Ro’yuna Redaksi-Ketua Quranic Center UIN Mataram, Fitrah Sugiarto, menyampaikan sertifikat kelulusan kompetensi baca tulis Al Quran menjadi syarat mengikuti kuliah kerja partisipatif (KKP), praktik kerja lapangan (PKL), ujian skripsi, yudisium, dan wisuda.
“Kami memberikan usulan kepada Bapak Rektor agar sertifikat tersebut menjadi salah satu syarat mahasiswa mendaftar KKP, PKL, ujian skripsi, yudisium, dan wisuda di kemudian hari,” kata Fitrah dalam acara Bimbingan Intensif Baca Tulis Al Quran dengan Metode Terbaru ‘KITABAK’, Sabtu (18/05/2024).

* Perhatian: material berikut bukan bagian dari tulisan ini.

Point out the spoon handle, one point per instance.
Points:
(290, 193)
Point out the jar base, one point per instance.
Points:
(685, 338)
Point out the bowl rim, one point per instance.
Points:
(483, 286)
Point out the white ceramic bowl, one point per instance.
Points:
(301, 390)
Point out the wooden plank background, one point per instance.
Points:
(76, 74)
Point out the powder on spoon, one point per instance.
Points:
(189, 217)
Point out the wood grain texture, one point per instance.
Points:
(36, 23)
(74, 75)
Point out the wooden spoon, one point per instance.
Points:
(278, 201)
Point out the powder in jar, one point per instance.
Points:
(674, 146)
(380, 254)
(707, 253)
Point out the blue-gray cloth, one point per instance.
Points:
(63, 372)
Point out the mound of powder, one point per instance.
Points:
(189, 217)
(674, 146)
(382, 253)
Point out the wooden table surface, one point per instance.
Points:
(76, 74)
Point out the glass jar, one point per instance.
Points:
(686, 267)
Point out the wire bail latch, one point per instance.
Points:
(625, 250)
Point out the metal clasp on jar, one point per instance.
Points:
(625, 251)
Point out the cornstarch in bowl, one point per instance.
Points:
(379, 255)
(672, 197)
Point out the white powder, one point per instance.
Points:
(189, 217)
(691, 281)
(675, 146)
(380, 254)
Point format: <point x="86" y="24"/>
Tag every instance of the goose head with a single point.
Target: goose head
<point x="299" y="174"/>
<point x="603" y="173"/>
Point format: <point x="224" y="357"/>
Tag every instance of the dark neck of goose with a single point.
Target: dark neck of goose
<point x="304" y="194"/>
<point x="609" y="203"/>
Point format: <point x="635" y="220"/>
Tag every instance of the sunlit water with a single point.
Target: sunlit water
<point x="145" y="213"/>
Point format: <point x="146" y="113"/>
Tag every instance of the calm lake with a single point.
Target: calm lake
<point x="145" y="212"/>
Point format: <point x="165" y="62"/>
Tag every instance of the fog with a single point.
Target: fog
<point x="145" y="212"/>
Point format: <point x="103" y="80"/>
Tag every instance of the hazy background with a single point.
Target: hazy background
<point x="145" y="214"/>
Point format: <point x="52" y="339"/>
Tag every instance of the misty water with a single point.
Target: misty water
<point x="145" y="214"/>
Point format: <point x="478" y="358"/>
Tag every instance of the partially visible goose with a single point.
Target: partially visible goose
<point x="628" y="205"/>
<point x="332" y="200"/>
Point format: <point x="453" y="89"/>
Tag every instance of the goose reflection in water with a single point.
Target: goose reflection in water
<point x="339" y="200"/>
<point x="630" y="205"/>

Kegiatan yang dilaksanakan di gedung Auditorium Kampus II UIN Mataram tersebut dikhususkan bagi mahasiswa semester II.
Sebelumnya, pada tes baca tulis Al Quran yang dilaksanakan pada 7-8 Oktober 2023 lalu, sebanyak 1.643 dari 3.025 mahasiswa dinyatakan tidak lulus. Hal ini disebabkan karena mahasiswa tidak bisa membaca dan menulis Al Quran dengan baik dan faktor lainnya karena mahasiswa tidak hadir saat tes berlangsung.
Menindaklanjuti hal tersebut, ketua Quranic Center mengatakan sudah ada solusi untuk mengatasi permasalahan tersebut, agar semua mahasiswa semester II tahun ini lulus dalam tes yang diadakan.
“Kami sudah menyiapkan 51 orang trainer putra dan putri yang akan membimbing selama 15 kali pertemuan dan satu kali pertemuan tes,” ucap Fitrah.
Rektor UIN Mataram Prof. Dr. H. Masnun, M.Ag., juga menyampaikan bahwa bimbingan intensif baca tulis Al Quran ini hadir dengan metode baru yaitu KITABAK. Mahasiswa diharapkan tidak hanya bisa membaca tetapi juga bisa menafsirkannya.
Oleh sebab itu, Masnun menegaskan agar mahasiswa serius dalam mengikuti proses bimbingan hingga akhir.
“Silahkan ikuti secara maksimal kegiatan-kegiatannya. Mohon diikuti dengan baik,” tegas Rektor UIN Mataram tersebut di akhir sambutannya.